In anteprima abbiamo visto gli episodi 1, 2 e 7 della serie originale Sky, HBO, Canal+, di 9 episodi, creata e diretta dal Premio Oscar® Paolo Sorrentino, prodotta da The Apartment e Wildside, parte del gruppo Fremantle, dal 10 gennaio in esclusiva su Sky Atlantic e in streaming su Now TV, quindi in sala – all’Anteo di Milano, al 4 Fontane di Roma e al Delle Palme di Napoli – con Vision Distribution ogni lunedì successivo alla messa in onda in versione originale sottotitolata (il 13 gennaio si parte con il primo e secondo episodio, lunedì 10 febbraio sarà in sala in nono e ultimo).

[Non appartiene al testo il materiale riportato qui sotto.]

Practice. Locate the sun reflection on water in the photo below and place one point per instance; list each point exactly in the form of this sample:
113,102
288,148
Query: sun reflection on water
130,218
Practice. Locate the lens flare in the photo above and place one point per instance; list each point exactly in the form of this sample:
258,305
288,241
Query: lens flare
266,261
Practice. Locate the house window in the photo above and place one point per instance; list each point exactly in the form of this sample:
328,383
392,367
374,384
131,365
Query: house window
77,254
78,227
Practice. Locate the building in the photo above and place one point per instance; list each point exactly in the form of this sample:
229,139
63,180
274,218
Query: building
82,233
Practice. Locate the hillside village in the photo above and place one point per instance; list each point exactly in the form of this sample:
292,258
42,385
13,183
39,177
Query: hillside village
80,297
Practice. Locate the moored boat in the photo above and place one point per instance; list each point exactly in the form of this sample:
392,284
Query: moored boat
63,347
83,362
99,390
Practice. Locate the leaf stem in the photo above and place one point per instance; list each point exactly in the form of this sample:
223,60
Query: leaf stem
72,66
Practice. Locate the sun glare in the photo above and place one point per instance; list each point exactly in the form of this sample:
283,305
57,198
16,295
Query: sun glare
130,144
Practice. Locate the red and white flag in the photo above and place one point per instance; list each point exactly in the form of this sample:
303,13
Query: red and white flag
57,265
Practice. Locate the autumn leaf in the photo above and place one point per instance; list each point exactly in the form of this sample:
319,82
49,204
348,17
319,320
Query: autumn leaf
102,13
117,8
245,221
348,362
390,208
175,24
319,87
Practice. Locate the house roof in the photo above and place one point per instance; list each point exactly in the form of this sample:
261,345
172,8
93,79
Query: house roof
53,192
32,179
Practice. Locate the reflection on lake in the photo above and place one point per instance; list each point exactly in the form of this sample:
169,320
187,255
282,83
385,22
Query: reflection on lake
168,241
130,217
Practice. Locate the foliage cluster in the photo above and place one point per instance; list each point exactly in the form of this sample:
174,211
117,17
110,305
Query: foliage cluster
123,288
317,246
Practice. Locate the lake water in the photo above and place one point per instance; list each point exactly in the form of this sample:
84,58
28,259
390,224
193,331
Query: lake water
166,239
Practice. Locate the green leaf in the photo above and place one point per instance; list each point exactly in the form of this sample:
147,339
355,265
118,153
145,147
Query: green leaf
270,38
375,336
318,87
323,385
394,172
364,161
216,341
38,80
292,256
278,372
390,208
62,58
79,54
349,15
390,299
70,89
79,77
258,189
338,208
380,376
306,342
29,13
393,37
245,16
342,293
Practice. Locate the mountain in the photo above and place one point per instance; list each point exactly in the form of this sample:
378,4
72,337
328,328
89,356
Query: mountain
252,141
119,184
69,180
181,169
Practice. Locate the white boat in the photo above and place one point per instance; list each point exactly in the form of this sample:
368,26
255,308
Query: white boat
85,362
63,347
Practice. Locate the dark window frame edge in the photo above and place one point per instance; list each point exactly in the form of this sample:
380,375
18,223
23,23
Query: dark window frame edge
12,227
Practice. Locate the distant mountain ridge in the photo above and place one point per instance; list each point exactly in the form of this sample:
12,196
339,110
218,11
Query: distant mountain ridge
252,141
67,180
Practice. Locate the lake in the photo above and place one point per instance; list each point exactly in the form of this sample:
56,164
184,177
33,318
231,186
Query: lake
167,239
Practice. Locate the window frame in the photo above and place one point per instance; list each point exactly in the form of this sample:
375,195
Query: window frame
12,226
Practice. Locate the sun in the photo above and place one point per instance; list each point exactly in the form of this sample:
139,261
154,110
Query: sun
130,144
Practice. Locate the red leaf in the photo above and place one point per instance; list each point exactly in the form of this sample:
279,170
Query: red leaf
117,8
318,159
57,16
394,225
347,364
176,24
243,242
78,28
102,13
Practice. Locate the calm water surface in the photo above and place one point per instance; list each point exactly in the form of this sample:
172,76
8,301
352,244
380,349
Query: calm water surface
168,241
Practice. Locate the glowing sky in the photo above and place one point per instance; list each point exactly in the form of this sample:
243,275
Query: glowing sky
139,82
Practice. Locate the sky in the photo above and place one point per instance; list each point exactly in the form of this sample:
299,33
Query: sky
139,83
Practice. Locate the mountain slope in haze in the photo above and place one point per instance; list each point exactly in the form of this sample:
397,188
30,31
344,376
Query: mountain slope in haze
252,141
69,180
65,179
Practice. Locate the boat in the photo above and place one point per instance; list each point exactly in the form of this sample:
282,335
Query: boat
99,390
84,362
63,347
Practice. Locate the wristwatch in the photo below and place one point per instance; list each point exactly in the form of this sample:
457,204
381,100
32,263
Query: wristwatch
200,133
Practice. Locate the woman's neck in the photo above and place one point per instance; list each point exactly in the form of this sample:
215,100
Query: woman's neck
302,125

Scritta da Sorrentino con Umberto Contarello e Stefano Bises, la serie riprende personaggi e atmosfere di The Young Pope. Ora Pio XIII, il tormentato Lenny Belardo (Jude Law) è in coma, i fedeli che lo considerano un santo pregano incessantemente per lui, ma Voiello (un onnipresente Silvio Orlando) è convinto che vada eletto un nuovo pontefice. Dopo una parentesi “sfortunata” (per Voiello) la scelta cade su Sir Brannox (John Malkovich), uomo affascinante e sofisticato, forse più adatto per la vita agiata nella campagna inglese che per le sfide del papato in un mondo segnato dai fondamentalismi, dalle migrazioni e dalle crisi. “Mentre nella prima serie volevamo raccontare il Vaticano visto dall’interno, quasi senza contatti con il mondo che c’è fuori – racconta Paolo Sorrentino – in questa abbiamo voluto fare il contrario, mettere in contatto l’interno con l’esterno e far entrare elementi di attualità nella narrazione. Ci concentriamo anche sulle derive fondamentaliste, un argomento di scottante attualità che rischia di essere dietro l’angolo”. Nel cast ritroviamo Javier Cámara, Cécile de France, Ludivine Sagnier, Maurizio Lombardi, già protagonisti in The Young Pope, ma ci sono anche nuovi arrivi come Henry Goodman, Ulrich Thomsen, Mark Ivanir, Yuliya Snigir, Massimo Ghini e le guest star Sharon Stone e Marilyn Manson.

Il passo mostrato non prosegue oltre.